In the recent past, before Karen, there was Becky, immortalized by Sir Mix-a-Lot in the '90s. You know these Beckys—young white women who are as entitled as Karen, but significantly more cheerful. Becky wants the Black girls in homecoming court to straighten their hair for the official photos "so we'll all look nice." (She also wants to know how you got your natural hair to behave that way in the first place, or touches it with or without asking.) She might know a couple of Black folks and makes assumptions about the entire culture based on her narrow experience. She can't be racist because she's gone out with a couple of Black guys. (Karen, on the other hand, can't be racist because she has a Black work friend or neighbor.)
Becky is the sorority sister who will sing along to Beyoncé at the top of her voice, but unless the actual Beyoncé shows up to join her sorority (as if!), Becky won't vote to admit any Black pledge candidates. Not because they're Black, of course—Becky doesn't "see color.") No, Becky won't be voting for Black candidates because they're not the right kind of Black. You know, the kind that "fits in."

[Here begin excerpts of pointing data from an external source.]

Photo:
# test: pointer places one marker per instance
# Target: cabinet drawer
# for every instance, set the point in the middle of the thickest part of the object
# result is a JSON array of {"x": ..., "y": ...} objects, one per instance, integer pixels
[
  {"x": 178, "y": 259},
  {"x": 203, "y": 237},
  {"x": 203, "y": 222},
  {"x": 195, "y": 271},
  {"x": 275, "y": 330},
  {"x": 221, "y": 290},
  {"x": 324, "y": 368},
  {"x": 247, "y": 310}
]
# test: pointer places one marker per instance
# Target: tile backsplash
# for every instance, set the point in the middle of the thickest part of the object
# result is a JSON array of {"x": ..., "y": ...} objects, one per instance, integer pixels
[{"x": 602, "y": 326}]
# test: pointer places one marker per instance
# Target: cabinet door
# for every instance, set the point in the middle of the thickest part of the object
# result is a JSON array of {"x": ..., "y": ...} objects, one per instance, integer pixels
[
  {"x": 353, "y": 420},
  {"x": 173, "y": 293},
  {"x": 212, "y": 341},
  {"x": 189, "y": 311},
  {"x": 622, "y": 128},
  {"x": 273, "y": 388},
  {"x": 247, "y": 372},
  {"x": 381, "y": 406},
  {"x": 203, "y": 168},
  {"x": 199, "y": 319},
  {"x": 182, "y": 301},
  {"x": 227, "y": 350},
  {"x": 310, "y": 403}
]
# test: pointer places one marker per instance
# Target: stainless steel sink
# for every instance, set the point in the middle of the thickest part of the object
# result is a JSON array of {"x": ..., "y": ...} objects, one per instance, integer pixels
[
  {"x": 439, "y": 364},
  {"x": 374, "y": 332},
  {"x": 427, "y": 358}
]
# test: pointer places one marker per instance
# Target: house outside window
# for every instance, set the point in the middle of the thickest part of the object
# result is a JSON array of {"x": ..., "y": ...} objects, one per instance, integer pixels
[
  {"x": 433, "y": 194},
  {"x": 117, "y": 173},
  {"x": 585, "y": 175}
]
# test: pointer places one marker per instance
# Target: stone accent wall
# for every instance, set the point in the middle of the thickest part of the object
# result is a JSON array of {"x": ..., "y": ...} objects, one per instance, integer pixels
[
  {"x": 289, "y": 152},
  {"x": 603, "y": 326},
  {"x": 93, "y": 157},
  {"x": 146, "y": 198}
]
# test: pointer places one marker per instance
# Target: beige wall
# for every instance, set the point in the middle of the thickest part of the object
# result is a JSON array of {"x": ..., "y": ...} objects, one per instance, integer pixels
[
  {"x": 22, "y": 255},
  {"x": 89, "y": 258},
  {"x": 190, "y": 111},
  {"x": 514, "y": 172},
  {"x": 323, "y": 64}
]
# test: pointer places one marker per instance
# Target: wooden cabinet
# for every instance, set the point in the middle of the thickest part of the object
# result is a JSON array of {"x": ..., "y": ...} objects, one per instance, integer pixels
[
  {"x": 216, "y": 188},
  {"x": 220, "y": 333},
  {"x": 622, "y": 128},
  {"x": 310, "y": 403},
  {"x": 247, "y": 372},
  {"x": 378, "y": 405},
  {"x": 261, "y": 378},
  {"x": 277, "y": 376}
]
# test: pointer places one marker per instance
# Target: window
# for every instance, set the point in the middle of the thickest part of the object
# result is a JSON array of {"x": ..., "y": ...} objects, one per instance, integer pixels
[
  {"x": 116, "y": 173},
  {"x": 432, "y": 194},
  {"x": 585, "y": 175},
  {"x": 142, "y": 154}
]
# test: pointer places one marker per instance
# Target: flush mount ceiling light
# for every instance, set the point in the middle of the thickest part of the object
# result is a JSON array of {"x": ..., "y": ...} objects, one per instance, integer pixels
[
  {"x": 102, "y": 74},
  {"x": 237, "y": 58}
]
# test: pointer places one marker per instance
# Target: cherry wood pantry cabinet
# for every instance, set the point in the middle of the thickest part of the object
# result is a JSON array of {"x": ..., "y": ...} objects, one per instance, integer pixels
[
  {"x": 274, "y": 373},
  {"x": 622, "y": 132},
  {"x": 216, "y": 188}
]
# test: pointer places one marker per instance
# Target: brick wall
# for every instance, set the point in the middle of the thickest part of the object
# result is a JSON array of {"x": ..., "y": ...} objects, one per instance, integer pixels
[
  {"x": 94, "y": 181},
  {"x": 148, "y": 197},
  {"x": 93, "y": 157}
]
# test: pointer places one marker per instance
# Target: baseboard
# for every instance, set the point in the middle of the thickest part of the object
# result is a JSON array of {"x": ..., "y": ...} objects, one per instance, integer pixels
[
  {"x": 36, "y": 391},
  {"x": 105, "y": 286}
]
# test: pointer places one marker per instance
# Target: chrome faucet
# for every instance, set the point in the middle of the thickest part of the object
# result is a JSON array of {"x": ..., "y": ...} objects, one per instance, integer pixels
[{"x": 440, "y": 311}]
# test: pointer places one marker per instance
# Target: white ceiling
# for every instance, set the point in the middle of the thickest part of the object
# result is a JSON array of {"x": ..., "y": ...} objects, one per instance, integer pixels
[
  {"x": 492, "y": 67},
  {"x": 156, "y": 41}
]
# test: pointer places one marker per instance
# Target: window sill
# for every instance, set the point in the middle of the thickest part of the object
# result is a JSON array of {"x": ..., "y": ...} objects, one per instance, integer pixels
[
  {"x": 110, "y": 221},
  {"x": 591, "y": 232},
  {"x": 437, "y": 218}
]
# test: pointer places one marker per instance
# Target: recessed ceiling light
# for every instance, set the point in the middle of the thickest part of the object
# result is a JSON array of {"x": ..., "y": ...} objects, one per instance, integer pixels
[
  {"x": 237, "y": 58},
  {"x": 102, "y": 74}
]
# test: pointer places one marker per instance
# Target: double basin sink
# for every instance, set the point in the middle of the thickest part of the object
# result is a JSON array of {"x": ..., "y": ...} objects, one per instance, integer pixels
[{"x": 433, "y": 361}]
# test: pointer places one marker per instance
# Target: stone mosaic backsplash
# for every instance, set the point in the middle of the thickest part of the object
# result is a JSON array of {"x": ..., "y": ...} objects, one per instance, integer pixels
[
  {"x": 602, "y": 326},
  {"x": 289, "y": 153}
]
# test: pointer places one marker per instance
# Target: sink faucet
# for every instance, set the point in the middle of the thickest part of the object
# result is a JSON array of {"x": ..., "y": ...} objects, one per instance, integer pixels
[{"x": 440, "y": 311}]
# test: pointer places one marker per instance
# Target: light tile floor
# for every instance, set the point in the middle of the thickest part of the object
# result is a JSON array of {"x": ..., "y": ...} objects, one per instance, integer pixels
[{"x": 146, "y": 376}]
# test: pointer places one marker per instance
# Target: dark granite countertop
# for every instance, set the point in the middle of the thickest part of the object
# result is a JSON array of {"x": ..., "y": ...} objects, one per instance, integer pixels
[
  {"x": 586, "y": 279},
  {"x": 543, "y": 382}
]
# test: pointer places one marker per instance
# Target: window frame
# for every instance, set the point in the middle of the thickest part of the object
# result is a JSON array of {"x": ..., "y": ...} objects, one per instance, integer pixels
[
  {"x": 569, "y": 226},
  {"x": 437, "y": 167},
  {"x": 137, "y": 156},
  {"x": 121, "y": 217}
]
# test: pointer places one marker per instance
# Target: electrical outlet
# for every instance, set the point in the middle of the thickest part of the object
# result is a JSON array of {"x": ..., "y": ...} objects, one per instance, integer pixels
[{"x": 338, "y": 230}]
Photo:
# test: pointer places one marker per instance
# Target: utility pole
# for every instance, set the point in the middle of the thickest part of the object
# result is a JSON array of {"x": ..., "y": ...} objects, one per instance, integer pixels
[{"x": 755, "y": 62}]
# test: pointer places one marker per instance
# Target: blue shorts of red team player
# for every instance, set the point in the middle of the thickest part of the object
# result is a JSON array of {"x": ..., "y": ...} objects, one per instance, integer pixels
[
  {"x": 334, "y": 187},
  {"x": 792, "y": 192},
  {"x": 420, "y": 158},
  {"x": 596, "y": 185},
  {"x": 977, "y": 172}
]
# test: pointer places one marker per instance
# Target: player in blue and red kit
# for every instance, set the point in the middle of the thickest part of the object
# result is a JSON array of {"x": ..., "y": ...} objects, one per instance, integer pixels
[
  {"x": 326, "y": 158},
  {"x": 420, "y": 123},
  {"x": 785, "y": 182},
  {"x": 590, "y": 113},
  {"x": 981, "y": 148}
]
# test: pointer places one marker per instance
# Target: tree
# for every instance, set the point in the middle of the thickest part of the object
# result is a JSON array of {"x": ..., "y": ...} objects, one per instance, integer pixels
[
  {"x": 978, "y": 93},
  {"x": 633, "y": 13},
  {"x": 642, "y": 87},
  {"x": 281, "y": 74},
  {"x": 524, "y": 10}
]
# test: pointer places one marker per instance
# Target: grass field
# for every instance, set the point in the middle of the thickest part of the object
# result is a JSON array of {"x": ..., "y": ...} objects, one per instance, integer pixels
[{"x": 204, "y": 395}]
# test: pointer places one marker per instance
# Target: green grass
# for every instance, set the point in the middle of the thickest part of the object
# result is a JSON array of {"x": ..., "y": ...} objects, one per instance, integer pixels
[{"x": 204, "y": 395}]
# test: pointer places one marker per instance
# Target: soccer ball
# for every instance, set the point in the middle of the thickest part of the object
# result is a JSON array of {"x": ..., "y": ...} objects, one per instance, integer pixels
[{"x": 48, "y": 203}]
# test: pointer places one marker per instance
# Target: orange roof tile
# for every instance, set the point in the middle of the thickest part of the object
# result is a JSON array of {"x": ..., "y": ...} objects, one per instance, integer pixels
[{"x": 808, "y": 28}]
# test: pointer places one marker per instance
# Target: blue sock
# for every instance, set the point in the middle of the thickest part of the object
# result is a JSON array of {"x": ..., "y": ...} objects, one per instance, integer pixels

And way before there was Becky, there was her predecessor—Miss Ann. If that sounds kind of antebellum, that's because it is. Miss Ann goes back to the land of cotton, to Dixie before the "War of Northern Aggression." She may have been the mistress of a sprawling plantation or the inhabitant of a much more humble home. But whether she owned actual Black bodies or hoed her own land, Miss Ann was always going to consider herself better than the best Black person anywhere near her, because she was white.
And white womanhood—rich or poor—was firmly placed on a pedestal, the living icon of white supremacy. Because it was so verboten to speak about white women with anything but polite deference, Black folks developed "Miss Ann" as a signifying reference; it was a moniker that allowed us to talk in code if we needed to. "You know Miss Ann: has to be right about everything, all the time!"
Karen has inherited Miss Ann's entitlement; it's been handed down, like the family silver or an antique wedding veil. She and Becky may not wear Miss Ann's hoop skirts, but they move through the world in the same way: certain of their right to be there, certain they have more right to be there than you. And it is that certainty that's so dangerous. Karen knows she can call on her own community or the state to put Black bodies where she wants them. Don't want them in the hotel swimming pool? Call the police. Think they shouldn't be sleeping in the same dorm as you? Call the police. Angry that a child is selling ice water on a hot day on a public sidewalk near you? Oh, Officer Friendly...
Karen is much more like Miss Ann than Becky in the sense that she's aware there will be consequences when she summons help—and that those consequences will fall most harshly on Black people, usually Black men. The lynchings of Emmett Till and Claude Neal, for example, occurred because people perceived white women's virtue needed protecting. A century ago, the entire neighborhood of Greenwood in Tulsa, OK, was burned to the ground and scores of its residents were slaughtered after a white woman claimed assault by a Black man in the elevator she operated. (Some stories say he tripped and stepped on her foot.)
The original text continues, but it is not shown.